メアリーと娘の誕生日を一緒に祝おうと思ってお誘いしたものの、メアリーの体調不良で中止になってしまったお茶会。その数日後、いつものキッチンの窓越しにメアリーの姿が見えた。どうやら順調に回復しているようだ。私が彼女の姿を見つめていると、メアリーも私に気が付いた。いつも以上に大きく手を振り、何度も投げキスをしながら「Thank you 」と言っていた。私も手を振り返し、ウインクしながら親指を立ててそれに応えた。彼女の元気な笑顔を久しぶりに見ることができて、本当に安心した。

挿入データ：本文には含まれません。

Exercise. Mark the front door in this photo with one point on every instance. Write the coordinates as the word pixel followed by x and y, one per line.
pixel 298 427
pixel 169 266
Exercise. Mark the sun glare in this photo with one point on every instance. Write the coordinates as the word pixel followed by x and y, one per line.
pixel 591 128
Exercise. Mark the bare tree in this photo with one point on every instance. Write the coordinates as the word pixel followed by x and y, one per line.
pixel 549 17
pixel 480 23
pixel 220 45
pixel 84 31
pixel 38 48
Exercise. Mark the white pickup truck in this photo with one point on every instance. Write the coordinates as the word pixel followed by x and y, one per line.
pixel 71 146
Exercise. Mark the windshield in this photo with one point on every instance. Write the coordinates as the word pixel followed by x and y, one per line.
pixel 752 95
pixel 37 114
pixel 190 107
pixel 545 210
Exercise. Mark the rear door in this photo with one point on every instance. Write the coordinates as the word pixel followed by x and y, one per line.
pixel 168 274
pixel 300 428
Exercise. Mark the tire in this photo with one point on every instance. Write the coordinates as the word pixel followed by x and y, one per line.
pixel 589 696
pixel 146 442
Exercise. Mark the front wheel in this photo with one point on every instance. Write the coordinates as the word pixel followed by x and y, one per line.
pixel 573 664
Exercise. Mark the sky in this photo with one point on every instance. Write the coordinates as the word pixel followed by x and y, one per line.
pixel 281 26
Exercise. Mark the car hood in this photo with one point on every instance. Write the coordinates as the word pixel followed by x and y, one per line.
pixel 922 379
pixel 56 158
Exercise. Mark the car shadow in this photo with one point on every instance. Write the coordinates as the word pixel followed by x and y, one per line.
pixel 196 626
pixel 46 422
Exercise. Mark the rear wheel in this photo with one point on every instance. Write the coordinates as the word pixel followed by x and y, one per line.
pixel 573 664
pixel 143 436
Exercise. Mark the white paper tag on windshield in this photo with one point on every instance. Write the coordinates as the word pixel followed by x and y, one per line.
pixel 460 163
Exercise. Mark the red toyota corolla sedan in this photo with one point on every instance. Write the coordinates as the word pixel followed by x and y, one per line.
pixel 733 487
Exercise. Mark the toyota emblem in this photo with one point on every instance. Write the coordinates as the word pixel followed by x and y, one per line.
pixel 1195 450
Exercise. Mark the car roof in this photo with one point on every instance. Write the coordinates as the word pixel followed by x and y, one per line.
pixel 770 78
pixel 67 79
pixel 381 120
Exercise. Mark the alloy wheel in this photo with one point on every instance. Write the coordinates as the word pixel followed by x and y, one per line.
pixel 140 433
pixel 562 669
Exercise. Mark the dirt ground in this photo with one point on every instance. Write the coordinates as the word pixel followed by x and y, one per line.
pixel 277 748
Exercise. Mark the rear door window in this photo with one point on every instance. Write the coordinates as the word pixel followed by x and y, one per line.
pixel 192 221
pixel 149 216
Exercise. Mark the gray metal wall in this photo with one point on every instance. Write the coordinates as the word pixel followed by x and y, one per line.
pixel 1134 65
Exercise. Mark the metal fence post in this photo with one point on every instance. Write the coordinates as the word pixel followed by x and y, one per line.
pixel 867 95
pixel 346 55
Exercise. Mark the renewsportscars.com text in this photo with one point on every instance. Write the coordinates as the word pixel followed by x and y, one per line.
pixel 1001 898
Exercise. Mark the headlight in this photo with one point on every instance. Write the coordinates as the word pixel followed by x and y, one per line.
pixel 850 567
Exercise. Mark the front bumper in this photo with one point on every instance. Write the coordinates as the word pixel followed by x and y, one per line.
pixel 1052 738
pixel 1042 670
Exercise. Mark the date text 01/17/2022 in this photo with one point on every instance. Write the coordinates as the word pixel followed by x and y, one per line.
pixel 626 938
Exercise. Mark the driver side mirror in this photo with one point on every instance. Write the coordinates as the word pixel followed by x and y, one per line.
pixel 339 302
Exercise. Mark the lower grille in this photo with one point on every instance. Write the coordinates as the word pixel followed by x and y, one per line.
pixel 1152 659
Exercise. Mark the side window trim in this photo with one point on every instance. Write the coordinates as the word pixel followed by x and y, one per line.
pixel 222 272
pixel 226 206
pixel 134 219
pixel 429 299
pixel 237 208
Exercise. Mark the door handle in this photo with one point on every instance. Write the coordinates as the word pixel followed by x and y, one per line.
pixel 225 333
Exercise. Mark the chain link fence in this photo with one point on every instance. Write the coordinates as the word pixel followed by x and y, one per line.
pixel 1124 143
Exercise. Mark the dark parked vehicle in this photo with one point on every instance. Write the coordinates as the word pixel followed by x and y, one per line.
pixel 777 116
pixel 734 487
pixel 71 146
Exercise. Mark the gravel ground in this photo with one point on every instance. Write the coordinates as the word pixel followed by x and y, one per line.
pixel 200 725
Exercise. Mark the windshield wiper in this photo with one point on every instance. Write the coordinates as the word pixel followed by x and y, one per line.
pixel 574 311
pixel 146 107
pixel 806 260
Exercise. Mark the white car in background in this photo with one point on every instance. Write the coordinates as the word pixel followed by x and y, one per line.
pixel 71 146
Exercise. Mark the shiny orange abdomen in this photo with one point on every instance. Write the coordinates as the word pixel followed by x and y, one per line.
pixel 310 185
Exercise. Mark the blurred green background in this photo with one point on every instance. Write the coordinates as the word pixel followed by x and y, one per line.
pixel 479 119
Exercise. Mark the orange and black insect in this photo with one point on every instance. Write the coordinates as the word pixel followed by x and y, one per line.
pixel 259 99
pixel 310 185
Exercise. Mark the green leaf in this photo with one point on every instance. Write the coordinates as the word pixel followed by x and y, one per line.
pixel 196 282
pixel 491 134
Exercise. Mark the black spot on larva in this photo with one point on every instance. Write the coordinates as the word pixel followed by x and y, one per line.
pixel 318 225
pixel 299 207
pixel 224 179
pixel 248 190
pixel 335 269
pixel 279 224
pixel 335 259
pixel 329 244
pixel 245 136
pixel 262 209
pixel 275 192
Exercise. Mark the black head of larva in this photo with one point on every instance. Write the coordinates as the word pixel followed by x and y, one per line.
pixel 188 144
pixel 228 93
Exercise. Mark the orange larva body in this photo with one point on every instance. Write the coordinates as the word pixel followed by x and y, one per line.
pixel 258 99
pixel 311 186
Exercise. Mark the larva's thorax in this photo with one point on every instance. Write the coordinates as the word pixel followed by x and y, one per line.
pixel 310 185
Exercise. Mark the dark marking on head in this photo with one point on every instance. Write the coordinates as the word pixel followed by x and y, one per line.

その後、家族旅行で訪れたパリで、街中を散策しながら何気なく立ち寄ったお店で美味しそうなクッキーを見つけた。ロンドンに戻ったら、またメアリーをお茶に誘って、このクッキーを一緒に食べようと思った。そしてパリ旅行から戻った1週間後、改めてメアリーをお茶に招待した。

前回来てくれたときもそうだったが、彼女は約束の時間きっちりにやって来た。玄関を開けると、いつもの優しい笑顔とビッグハグがあった。「この前は突然キャンセルしてしまってごめんなさいね。その前の週に結婚式のパーティで食べたエビが原因だったんじゃないかと思うんだけれど、本当に苦しかったわ。もうエビは食べないことにするわ」と先日のお茶会キャンセルのいきさつについて教えてくれた。食あたりは、私でもかなり辛いので、80歳を迎えたメアリーには相当に苦しかったことだろう。けれど、こうして無事に回復し、元気に遊びに来てくれて本当に嬉しい。立ったままどんどん話し続けようとするメアリーに椅子を勧め、座ってもらった。コーヒーも紅茶も飲まないという彼女には、りんごジュースを用意しておいた。そして、パリで買ったクッキーを出しながら、パリに行ってきたことを話したら、メアリーは「私はパリに行ったことないのよ」と言っていた。日本人駐在員の友人たちが、当たり前のように休暇ごとにあちこちと海外旅行をする話を聞いているので、私よりずっと長くロンドンに住んでいる彼女が、ロンドンから電車で2時間で行けるパリに行ったことがないということが意外なような気がしたけれど、よくよく考えると、あちこち行き過ぎる駐在員の方が普通じゃないんだろう。それはさておき、パリで買ってきたクッキーは、メアリーの口に合ったようで「まぁ、美味しいわね!このクッキー!」と喜んで食べてくれた。美味しそうに食べるその笑顔が、こちらの頬も緩めてくれる。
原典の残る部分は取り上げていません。